Write a C program named “ispalindrome.c” which insists on having one argument (i.e. argc == 2). It checks its argument string to see whether it’s a palindrome, and exits with exit status 0 if it is a palindrome, or 1 if it is not. Similar to the test program, there is no output, unless there is a usage error.

An example of using ispalindrome is in the “findpal” program in /cmsfaculty/ajr/b09/lab/07/findpal , the execution of which looks like this:

$ /cmsfaculty/ajr/b09/lab/07/findpal even odd or never
never odd or even

(but only after you complete your “ispalindrome”! You may have to copy and modify the ‘findpal’ shell script to get it to run your ispalindrome in the right location.)
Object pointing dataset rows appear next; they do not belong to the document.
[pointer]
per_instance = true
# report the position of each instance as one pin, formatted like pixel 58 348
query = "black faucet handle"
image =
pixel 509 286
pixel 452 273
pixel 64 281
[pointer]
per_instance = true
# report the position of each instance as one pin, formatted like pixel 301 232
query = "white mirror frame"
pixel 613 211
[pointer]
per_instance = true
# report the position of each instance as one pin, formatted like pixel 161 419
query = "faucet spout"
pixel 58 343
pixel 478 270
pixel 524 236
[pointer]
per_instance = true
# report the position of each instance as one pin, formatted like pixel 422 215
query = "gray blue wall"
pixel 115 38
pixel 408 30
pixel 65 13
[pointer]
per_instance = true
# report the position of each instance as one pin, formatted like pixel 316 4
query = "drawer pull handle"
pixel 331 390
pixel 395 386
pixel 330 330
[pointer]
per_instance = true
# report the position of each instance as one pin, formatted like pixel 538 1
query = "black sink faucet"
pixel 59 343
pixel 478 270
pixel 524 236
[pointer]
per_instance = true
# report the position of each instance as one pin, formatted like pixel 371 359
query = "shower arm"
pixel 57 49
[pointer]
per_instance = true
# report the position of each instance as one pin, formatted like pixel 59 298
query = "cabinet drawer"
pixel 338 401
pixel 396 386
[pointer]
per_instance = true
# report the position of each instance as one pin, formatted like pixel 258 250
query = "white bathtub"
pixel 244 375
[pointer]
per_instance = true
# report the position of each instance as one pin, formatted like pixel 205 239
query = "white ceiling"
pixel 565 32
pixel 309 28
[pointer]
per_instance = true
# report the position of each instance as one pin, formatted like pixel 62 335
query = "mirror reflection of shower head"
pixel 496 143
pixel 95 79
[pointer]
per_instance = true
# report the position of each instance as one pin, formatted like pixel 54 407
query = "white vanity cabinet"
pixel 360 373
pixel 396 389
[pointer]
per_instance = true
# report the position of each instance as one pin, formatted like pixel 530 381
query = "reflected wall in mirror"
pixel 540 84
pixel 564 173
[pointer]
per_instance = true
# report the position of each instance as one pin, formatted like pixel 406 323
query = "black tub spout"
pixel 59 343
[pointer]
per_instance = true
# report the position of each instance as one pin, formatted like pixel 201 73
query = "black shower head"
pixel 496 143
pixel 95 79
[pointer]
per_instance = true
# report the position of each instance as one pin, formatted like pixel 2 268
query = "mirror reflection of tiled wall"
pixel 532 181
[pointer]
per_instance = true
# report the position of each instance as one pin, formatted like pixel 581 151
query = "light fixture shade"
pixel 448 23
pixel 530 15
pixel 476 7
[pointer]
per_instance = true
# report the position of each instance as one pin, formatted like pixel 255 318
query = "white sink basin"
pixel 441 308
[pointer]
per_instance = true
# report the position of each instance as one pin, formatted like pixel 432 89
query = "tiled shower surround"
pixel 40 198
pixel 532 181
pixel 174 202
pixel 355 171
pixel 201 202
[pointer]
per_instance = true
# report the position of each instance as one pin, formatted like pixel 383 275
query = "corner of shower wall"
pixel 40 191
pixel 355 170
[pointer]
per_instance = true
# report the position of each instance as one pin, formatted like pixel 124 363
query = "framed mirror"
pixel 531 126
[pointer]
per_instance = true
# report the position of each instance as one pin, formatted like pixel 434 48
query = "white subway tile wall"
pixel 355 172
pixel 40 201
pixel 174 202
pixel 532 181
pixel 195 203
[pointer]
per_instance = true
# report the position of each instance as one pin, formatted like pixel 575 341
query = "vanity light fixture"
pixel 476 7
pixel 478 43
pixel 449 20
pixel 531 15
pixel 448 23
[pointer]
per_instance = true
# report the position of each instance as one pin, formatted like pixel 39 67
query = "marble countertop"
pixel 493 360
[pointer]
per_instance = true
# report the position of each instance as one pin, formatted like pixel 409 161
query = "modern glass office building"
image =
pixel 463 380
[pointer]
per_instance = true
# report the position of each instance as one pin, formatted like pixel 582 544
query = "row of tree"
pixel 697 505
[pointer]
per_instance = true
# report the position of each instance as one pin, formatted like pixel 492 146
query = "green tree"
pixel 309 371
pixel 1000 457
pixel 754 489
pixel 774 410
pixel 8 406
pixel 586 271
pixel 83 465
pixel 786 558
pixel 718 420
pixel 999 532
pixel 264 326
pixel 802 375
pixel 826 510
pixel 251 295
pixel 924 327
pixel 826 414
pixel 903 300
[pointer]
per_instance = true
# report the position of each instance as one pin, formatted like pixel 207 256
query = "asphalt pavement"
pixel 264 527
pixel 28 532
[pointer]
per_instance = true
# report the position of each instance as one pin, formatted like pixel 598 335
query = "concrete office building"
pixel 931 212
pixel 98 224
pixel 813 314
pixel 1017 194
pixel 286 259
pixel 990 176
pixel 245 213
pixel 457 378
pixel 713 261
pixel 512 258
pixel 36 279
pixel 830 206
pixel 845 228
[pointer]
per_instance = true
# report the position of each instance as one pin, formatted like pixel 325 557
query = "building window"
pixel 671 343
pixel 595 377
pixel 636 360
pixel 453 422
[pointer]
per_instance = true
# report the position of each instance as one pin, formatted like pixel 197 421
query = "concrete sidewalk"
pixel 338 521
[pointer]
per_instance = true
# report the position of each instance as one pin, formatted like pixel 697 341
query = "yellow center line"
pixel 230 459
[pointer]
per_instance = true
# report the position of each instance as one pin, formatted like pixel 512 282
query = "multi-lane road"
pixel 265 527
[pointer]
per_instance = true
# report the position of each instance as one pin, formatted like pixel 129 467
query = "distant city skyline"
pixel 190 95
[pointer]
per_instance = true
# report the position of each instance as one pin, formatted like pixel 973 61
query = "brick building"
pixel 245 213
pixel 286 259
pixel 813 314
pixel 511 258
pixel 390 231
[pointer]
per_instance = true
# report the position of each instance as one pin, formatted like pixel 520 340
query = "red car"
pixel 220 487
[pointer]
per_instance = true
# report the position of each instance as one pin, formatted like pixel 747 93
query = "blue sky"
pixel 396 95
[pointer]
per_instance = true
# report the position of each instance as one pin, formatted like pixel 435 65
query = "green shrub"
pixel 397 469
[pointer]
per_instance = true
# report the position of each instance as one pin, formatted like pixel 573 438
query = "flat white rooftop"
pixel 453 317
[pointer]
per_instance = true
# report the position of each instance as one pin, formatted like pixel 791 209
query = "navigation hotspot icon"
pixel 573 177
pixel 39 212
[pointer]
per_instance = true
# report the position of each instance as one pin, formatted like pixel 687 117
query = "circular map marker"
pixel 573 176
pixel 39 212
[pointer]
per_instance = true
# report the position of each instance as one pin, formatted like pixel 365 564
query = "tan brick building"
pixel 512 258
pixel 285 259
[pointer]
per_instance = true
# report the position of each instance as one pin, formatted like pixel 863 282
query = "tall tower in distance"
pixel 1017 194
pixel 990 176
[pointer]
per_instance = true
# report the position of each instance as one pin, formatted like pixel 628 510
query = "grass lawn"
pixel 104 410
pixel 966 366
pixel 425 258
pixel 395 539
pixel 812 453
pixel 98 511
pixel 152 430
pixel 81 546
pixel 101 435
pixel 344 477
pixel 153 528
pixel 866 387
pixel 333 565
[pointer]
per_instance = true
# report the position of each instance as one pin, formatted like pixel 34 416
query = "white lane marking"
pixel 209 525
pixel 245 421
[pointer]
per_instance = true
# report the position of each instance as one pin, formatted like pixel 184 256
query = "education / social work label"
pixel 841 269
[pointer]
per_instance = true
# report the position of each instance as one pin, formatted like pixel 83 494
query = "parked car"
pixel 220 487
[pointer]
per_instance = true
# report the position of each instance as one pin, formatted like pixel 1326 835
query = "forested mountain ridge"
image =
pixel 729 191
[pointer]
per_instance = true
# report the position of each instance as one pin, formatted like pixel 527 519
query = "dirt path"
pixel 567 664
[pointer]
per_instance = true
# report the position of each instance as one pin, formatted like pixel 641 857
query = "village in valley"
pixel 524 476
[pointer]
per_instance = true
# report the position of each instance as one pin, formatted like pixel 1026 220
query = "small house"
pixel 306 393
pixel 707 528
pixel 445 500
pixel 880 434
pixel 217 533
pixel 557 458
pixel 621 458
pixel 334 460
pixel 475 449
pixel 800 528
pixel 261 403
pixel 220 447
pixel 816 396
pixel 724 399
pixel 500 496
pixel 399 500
Implementation technique for ispalindrome.c: Start a pointer-to-char at the beginning of the string and another pointer-to-char at the end of the string. (Find the end of the string with a simple linear search to find the zero byte.) The pointer which started at the beginning of the string gets incremented and the pointer which started at the end of the string gets decremented, until they meet or pass.
So your loop will look something like “while (p < q)”.

Note: Since this exercise is about strings and pointers, you must use this pointer strategy to get the point for the lab. That is to say, your access to a character in the string has to look more like “*p” than like “s[i]”. (And “*(s+i)” doesn’t count as the pointer strategy, that’s the same as s[i] (by definition). You have to use a pointer variable which you are stepping through the string without indexing.)

Note relevant functions available after “#include <ctype.h>”: isalnum(c) returns whether the character c is alphanumeric (you should skip all non-alphanumeric characters in making your comparison), and tolower(c) returns a lower-case version of the character c if it’s an upper-case letter (e.g. tolower(‘E’) returns ‘e’), and returns the character itself otherwise (e.g. tolower(‘e’) returns ‘e’, and tolower(‘2’) returns ‘2’).